Since its N3 technology is in its early stages of development, TSMC doesn't currently talk about the specific characteristics of the process nor its advantages over N5. TSMC said that it had evaluated all possible transistor structure options for 3nm and came out with ‘a very good solution’ for its clients. The specification is under development and the company is confident it would meet requirements of its leading partnering customer.

One of TSMC’s arch-rivals, Samsung Foundry, plans to use nanosheet-based Gate-All-Around MBCFET transistors for its own 3nm (3GAAE) process technology. Since TSMC will have to be competitive with its rival, we expect the company to also advance its 3nm node significantly in comparison to its 5nm node. In fact, TSMC confirms that N3 is a brand-new process technology, not an improvement or iteration of N5.

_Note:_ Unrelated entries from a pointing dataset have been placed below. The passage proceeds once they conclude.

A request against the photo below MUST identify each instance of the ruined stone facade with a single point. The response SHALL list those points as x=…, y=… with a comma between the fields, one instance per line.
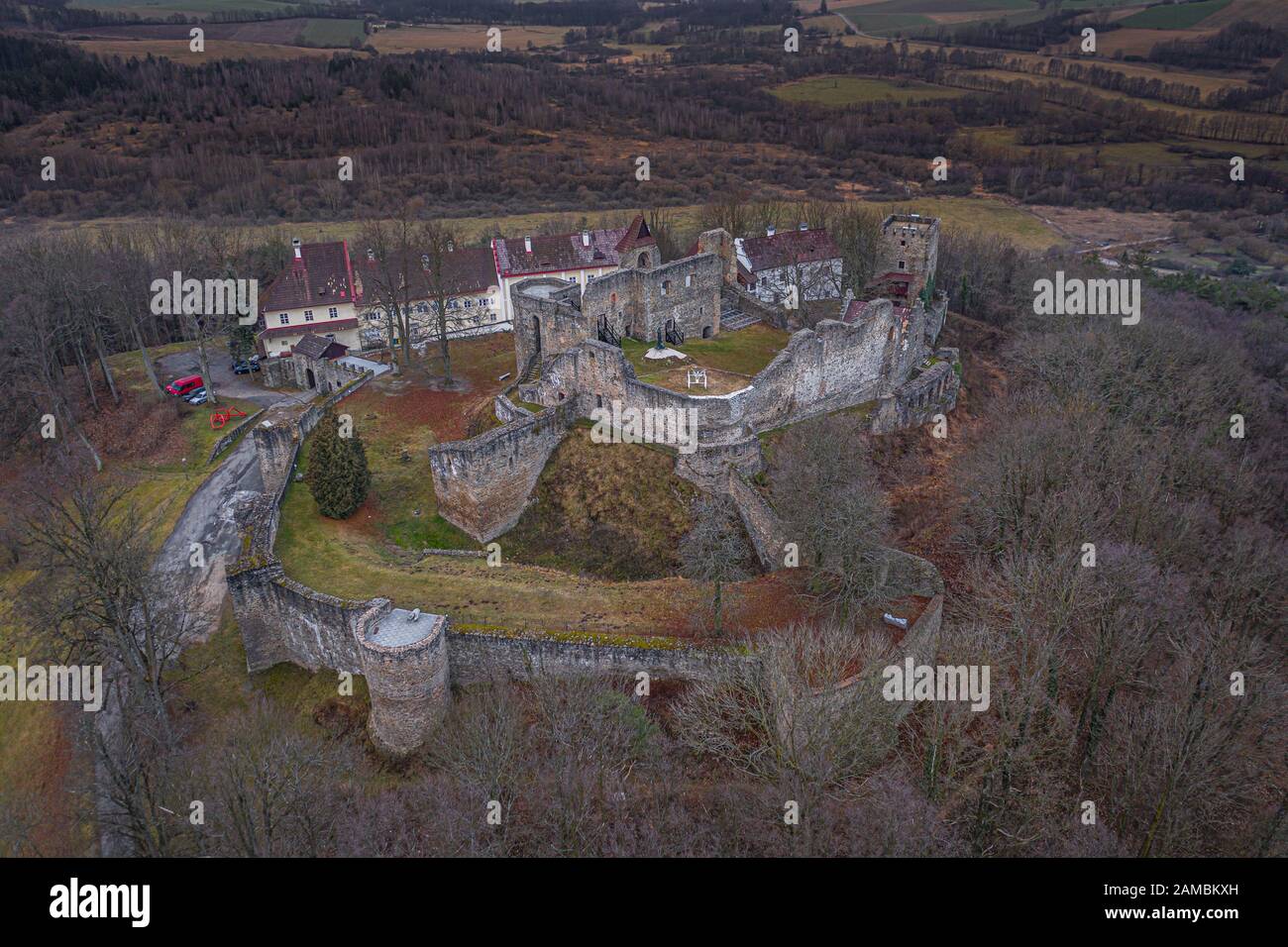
x=875, y=355
x=907, y=256
x=482, y=484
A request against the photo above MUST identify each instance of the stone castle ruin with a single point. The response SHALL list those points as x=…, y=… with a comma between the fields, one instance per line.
x=570, y=361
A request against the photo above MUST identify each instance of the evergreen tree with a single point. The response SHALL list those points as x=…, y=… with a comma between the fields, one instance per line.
x=338, y=474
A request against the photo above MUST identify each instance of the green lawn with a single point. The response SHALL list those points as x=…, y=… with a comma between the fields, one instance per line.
x=194, y=8
x=333, y=33
x=745, y=352
x=848, y=90
x=1173, y=16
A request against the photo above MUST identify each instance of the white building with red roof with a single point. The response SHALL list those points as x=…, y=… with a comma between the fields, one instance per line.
x=574, y=257
x=314, y=292
x=803, y=258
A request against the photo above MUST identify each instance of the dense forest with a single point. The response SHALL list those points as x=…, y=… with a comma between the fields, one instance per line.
x=503, y=133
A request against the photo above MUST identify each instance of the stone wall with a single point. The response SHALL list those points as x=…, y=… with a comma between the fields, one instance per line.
x=683, y=294
x=546, y=318
x=481, y=656
x=282, y=620
x=482, y=484
x=227, y=440
x=912, y=241
x=918, y=399
x=408, y=684
x=327, y=373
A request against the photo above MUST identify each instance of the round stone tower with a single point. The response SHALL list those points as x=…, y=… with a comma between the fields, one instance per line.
x=404, y=663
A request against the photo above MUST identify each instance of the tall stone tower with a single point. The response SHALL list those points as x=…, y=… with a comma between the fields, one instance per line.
x=907, y=257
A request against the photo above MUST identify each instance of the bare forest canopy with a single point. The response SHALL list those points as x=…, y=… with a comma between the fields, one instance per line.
x=506, y=133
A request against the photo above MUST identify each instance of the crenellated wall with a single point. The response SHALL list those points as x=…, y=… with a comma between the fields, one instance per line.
x=482, y=484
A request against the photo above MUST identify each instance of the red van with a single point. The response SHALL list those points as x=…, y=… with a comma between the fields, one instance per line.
x=181, y=385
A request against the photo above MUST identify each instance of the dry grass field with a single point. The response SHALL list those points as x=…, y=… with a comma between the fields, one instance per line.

Meanwhile, it is safe to say that that TSMC’s 3 nm node will use both deep ultraviolet (DUV) and extreme ultraviolet (EUV) lithography equipment. Since TSMC’s N5 uses up to 14 EUV layers, it is likely that N3 will go even higher in the amount of layers employed. The world’s largest contract maker of semiconductors also seems to be quite happy with its EUV progress and considers the technology important for its future.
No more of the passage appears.